気がつくとあの頃のあなたより大人になっていた。

足もとに広がる海。はるかまで続く波。また波。
あなたの声が聴こえる。励まされ、叱られ突き放された唄が聴こえる。
あなたみたいに生きてみたかったけど
どうやら僕は僕なりにしか生きられないらしい。

あなたに会ってからの僕が
手に入れたものを数えたら切りがない。
あなたに会ってからの僕が、
手ばなしたものを数えても切りがない。

目に前に広がる空。はるか彼方のバベルの塔。
思い出す夏の日。
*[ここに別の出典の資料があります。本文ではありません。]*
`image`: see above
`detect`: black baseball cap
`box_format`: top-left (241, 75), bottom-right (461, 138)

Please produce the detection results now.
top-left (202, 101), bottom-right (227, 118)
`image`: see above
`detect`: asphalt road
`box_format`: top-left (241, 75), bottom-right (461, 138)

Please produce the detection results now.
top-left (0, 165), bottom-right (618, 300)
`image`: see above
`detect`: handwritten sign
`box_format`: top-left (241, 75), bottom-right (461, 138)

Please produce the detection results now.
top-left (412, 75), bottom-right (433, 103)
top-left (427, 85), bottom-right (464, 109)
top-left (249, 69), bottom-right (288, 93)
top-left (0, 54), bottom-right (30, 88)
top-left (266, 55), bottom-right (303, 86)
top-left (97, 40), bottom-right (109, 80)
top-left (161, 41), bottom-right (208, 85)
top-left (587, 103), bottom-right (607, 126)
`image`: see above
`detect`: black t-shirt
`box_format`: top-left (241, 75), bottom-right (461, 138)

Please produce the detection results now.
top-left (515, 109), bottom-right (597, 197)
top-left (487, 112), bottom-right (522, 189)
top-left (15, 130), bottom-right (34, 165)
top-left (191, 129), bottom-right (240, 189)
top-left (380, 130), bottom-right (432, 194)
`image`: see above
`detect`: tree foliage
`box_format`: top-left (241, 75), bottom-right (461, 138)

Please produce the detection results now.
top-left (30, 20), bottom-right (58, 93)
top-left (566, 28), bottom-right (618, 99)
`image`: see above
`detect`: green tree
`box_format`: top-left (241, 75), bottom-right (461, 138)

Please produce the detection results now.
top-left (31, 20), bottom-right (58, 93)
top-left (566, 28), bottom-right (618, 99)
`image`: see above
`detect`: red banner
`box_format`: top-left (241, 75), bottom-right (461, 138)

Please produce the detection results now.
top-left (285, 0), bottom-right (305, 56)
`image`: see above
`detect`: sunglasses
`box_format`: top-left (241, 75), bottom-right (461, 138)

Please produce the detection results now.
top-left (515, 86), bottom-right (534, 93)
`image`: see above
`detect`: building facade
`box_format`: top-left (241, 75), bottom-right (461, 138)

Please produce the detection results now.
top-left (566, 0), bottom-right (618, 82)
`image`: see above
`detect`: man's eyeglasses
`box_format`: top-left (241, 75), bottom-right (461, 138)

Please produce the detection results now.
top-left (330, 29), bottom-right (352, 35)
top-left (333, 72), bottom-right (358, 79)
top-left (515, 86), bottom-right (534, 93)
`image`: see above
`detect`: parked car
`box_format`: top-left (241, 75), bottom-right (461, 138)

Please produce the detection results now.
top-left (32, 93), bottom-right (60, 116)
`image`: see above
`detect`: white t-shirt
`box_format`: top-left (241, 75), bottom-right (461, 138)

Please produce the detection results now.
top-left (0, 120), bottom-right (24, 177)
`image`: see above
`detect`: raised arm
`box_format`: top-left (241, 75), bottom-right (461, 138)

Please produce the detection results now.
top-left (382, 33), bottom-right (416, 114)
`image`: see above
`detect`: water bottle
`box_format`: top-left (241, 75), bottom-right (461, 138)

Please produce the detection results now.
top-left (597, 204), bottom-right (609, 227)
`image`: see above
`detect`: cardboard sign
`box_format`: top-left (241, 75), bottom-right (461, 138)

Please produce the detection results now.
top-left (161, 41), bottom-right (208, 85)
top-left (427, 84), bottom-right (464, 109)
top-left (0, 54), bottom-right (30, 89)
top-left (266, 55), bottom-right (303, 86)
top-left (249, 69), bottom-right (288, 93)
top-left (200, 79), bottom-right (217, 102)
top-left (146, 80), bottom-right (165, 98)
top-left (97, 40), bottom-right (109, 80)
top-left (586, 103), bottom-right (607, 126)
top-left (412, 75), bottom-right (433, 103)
あれは夕立のあと。頑固そうな初老の男一人。
よれよれの開襟シャツ。すけているランニング。
手には、新聞でくるんだ、小さな花。
逝ってしまったつれあいに会いに行くのか。
そばにいる時には、云えなかった「愛してる」と「ありがとう」。
今なら何度も何度も声にできるんだろう。

あなたに会ってからの僕が
手に入れたものを数えたら切りがない。
あなたに会ってからの僕が、
手ばなしたものを数えても切りがない。

目の前を横切る風。知らず知らず唄っているまだ誰も知らないメロディ。
僕だけの唄くちずさみながらあなたの面影を訪ねてみたい。
サビ止めのペンキを塗った鉄の階段。
カンカン カンカンと音を立てて登るんだ。
空へ 空へと近づくんだ。
カンカン カンカンと駆け登るんだ
すると、階段の途中 長い髪のあなたが坐ってる。
あなたは高円寺の高い空をながめながら云うんだ。
「街を行く人みんな自分より幸せに見えるのは何故?」

あなたに会ってからの僕が
手に入れたものを数えたら切りがない。
あなたに会ってからの僕が、
手ばなしたものを数えても切りがない。